A recent survey of over 800 factories in Asia has discovered a slight downward turn in production. At the same time, material suppliers have been caught by surprise and have excess of materials on hand as they have been forecasting for marginal growth.

“We see this as a temporary downturn in orders coming into Asia, but it creates a short-term advantage for American brands that are looking to increase production and save on certain items,” said Ed Ring, COO of DirecSource, an international trading company that connects brands to a wide network of raw material suppliers and factories in Asia.

The official purchasing managers’ index (PMI) – based on a survey of 820 manufacturers – dropped to 50.4 in October from 51.2 in September, the China Federation of Logistics and Purchasing said in a statement issued this week.

Ring said DirecSource has a network of suppliers and factories throughout Asia that it works with on a daily basis to produce a wide range of hard goods and soft goods and is able to negotiate prices on behalf of its customers resulting in the most competitive prices for its customers.
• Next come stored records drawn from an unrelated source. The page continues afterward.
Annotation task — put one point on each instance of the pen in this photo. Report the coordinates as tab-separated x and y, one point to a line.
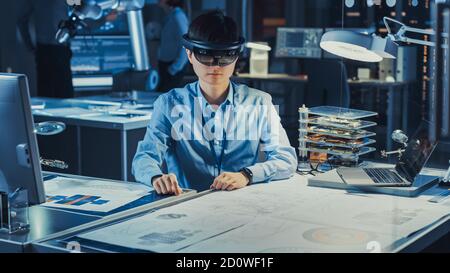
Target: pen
440	197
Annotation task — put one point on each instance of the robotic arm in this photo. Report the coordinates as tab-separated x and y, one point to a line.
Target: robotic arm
96	9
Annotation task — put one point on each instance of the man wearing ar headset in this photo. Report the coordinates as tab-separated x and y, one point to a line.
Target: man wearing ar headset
213	133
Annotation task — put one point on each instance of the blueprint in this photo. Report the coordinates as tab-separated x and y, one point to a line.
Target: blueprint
91	195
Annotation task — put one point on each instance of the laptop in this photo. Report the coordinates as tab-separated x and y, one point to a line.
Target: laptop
416	155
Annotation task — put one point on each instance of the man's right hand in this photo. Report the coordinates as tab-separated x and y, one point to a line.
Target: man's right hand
166	184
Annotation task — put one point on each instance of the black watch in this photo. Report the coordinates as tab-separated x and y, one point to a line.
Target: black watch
248	173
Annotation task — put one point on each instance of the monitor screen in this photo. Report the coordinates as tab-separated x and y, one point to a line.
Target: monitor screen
100	54
112	23
19	159
299	42
416	154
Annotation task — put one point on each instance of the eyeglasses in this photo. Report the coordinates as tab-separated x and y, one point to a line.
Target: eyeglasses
216	57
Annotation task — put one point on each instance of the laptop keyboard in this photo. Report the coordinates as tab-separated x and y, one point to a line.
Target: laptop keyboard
384	176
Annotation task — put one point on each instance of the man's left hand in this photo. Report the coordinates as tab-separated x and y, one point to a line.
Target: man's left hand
230	181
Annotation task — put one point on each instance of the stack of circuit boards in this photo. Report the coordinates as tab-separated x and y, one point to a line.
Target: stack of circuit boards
337	133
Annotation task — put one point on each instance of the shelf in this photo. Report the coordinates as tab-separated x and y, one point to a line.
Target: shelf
340	133
342	113
331	151
349	145
351	125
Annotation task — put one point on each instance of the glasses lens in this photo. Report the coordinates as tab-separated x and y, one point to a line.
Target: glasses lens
216	58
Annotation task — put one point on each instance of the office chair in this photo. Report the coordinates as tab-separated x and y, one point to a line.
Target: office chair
327	84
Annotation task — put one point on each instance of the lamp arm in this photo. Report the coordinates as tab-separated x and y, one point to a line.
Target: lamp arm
401	34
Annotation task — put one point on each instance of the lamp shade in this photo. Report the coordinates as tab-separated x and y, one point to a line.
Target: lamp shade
358	46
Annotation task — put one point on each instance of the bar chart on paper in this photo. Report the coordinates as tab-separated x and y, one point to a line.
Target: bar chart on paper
91	195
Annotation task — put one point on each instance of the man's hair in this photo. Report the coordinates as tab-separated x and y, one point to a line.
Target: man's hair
175	3
214	27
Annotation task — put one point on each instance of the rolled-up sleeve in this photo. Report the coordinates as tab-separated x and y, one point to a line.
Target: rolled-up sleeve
281	158
151	150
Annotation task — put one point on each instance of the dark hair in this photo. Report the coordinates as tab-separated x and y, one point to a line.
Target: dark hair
175	3
214	27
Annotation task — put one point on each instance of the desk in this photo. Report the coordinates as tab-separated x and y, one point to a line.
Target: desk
47	221
95	142
289	216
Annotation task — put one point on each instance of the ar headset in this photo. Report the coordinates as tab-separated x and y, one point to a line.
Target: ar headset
214	54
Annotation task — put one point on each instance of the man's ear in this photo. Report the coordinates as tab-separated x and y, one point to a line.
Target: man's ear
189	54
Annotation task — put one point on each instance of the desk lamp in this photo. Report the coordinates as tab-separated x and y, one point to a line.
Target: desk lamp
373	48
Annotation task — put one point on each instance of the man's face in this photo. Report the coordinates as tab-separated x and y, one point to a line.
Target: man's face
211	74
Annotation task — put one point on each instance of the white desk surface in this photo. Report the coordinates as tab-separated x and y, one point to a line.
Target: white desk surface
283	216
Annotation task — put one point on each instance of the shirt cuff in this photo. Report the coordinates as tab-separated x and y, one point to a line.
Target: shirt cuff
258	174
172	70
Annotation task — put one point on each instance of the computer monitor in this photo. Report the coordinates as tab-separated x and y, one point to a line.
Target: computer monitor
19	154
299	43
100	54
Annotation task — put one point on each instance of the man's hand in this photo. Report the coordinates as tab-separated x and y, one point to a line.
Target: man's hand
166	184
230	181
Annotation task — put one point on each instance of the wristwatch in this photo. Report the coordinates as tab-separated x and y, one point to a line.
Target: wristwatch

“Typically, when there is a slowdown like this among factories in China we’re able to help our customers trim costs on some existing product lines and often it presents a window of opportunities for those who are thinking about a product line extension.”
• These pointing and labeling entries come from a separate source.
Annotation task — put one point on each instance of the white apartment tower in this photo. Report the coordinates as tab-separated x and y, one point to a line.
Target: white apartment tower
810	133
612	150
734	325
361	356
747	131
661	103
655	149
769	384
China’s economic growth eased to 9.1 per cent in the third quarter from 9.5 per cent in the second quarter as government efforts to tame inflation, as well as economic turbulence in Europe and the United States, curbed activity.

“The fall in the October PMI indicates that economic growth is likely to slow further in the future,” Zhang Liqun, a government analyst, said in the statement.
Premier Wen Jiabao indicated last week that the government might relax tight credit restrictions as small exporters struggle to pay their bills and falling property sales threaten to drive debt-laden developers to the wall.

In the meantime, according to Ring, there are opportunities for many brands to save some money as factories look to keep their production lines moving.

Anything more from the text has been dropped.